Odwiesza bieg terminów administracyjnych, ale dopiero po upływie siedmiodniowego okresu przejściowego, tzn. w poniedziałek 25 maja.
– Cieszę się, że rząd nas wysłuchał i wprowadził zmiany dotyczące terminów – mówi Przemysław Dziąg, radca prawny z Polskiego Związku Firm Deweloperskich. – Nareszcie wiele inwestycji będzie mogło ruszyć z miejsca. Wprawdzie mimo zawieszenia terminów postępowania administracyjne były prowadzone, ale decyzje się nie uprawomocniały i nie stawały ostateczne. Co było dużym problemem. Teraz to się zmieni – tłumaczy mec. Przemysław Dziąg. – Podobnie jest z terminami na przeglądanie akt, przeprowadzanie uzgodnień etc., a także milczącymi zgodami. W poprzedniej ustawie covidowej rząd wprowadził uproszczone formalności końcowe dla budynków wielorodzinnych. Zamiast pozwolenia na użytkowanie wystarczy zawiadomienie o zakończeniu budowy. Po wniesieniu wniosku w jego sprawie po upływie 14 dni, gdy nadzór nie wniesie sprzeciwu, dochodzi do tzw. milczącej zgody. Ale niestety zawieszono bieg jej terminu. Uproszczenie w formalnościach było więc kulawe. Teraz to również się zmieni – twierdzi Przemysław Dziąg.
Będą w urzędach długie kolejki?
Inwestorzy obawiają się jednak, że urzędy nie zajmą się szybko wszystkimi sprawami i trzeba poczekać.

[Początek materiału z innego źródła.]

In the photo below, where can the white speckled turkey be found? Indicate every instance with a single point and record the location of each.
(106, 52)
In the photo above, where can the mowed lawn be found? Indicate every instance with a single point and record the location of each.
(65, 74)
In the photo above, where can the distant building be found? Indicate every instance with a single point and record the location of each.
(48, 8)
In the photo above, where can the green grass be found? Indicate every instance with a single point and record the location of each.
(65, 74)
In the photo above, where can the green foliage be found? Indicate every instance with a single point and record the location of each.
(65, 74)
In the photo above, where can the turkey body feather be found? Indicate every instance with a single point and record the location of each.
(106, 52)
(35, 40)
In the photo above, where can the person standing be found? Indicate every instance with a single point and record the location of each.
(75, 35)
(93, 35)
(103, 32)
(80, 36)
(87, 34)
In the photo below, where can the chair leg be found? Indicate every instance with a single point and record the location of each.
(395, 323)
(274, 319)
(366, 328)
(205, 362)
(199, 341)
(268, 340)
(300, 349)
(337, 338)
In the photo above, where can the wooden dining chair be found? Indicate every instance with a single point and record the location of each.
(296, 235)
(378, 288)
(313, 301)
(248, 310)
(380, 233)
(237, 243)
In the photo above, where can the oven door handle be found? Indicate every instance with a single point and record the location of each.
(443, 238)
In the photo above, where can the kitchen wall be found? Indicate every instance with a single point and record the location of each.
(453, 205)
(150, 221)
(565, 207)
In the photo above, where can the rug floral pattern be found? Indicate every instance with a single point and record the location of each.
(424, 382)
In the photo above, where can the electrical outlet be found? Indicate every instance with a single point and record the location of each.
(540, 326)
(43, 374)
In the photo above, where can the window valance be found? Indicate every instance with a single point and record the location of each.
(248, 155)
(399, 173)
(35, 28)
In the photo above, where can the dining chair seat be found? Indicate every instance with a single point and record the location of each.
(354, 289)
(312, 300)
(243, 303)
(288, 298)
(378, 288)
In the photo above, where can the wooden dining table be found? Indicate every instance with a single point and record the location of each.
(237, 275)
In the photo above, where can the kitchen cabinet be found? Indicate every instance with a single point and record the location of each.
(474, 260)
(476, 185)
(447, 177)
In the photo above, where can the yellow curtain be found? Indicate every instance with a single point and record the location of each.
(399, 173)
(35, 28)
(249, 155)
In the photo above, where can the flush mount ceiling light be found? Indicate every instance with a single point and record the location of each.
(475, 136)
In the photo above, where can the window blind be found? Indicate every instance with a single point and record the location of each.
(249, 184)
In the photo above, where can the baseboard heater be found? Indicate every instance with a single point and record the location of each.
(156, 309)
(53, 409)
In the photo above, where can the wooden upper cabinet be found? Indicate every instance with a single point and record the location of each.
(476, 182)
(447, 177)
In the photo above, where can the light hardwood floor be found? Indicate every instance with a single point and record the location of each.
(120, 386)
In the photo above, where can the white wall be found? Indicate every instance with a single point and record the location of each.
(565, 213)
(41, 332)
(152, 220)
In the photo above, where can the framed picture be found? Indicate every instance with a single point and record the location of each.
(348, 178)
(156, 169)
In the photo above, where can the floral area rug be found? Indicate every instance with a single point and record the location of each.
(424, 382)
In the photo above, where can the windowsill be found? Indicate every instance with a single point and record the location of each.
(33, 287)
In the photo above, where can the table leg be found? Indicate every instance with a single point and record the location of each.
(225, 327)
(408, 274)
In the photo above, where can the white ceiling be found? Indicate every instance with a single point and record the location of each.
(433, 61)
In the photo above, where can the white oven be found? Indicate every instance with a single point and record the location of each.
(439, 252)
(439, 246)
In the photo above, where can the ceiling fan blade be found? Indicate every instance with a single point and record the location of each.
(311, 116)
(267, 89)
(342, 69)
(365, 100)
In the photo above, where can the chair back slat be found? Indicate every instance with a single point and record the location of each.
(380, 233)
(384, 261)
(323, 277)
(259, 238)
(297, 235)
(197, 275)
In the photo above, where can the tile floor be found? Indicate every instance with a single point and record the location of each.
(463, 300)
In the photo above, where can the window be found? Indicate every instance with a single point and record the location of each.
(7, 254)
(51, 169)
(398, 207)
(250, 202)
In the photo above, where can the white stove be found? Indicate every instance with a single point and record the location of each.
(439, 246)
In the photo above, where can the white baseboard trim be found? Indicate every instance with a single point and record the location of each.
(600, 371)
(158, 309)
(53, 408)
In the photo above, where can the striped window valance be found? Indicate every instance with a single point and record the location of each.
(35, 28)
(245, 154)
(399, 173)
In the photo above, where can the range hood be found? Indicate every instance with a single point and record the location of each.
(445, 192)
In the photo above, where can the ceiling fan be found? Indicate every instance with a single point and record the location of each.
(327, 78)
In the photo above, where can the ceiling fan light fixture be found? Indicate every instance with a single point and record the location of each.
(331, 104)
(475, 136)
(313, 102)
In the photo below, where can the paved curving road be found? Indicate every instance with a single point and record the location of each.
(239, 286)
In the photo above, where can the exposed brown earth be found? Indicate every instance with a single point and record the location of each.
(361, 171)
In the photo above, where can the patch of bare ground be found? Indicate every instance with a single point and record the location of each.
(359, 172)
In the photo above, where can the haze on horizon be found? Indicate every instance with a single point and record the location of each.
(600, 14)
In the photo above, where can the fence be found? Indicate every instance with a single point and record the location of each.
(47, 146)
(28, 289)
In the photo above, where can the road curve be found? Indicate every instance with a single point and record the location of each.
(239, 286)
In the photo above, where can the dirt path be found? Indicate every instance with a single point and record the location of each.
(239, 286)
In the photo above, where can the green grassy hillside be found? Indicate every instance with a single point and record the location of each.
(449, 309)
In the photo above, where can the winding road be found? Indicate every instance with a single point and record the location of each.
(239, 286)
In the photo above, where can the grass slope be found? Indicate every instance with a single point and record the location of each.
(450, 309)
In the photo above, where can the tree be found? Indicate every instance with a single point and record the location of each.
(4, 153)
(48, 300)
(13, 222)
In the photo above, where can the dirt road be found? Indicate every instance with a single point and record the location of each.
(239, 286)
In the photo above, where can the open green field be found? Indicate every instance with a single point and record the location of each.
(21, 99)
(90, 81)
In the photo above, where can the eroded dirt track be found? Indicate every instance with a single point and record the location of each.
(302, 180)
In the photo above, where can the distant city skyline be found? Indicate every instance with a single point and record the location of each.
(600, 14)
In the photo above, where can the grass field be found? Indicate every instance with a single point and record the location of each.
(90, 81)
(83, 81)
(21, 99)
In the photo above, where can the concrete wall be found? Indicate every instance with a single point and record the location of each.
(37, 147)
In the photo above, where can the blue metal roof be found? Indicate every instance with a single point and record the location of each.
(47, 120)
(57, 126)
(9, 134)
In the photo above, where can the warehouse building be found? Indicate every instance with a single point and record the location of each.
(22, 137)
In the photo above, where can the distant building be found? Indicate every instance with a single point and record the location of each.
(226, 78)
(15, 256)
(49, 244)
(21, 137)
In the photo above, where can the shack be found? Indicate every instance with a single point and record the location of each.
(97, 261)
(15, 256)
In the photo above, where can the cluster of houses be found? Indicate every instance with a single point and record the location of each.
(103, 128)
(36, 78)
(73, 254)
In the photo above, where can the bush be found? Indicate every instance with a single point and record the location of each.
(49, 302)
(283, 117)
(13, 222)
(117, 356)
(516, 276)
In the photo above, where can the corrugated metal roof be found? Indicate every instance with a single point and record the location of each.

– Jakieś opóźnienia są nieuniknione. Dobrze, że odmrożenie terminów jest już teraz. Dzięki temu kolejki w urzędach się ustawią, ale znacznie krótsze, niż gdyby do odwieszania terminów doszło dopiero za kilka miesięcy – uważa Stefan Jacyno, adwokat, wspólnik w Kancelarii Prawnej Wardyński i Wspólnicy.
Bogdan Dąbrowski, radca prawny z Urzędu Miasta w Poznaniu, uspokaja.
– Okres zawieszenia był stosunkowo krótki, więcej narobił zamieszania, aniżeli było z niego pożytku. Inwestorzy nie do końca rozumieli jego sens, co wcale mnie nie dziwi. W okresie zawieszenia wydawaliśmy pozytywne decyzje, np. pozwolenie na budowę czy warunki zabudowy – wyjaśnia mec. Dąbrowski.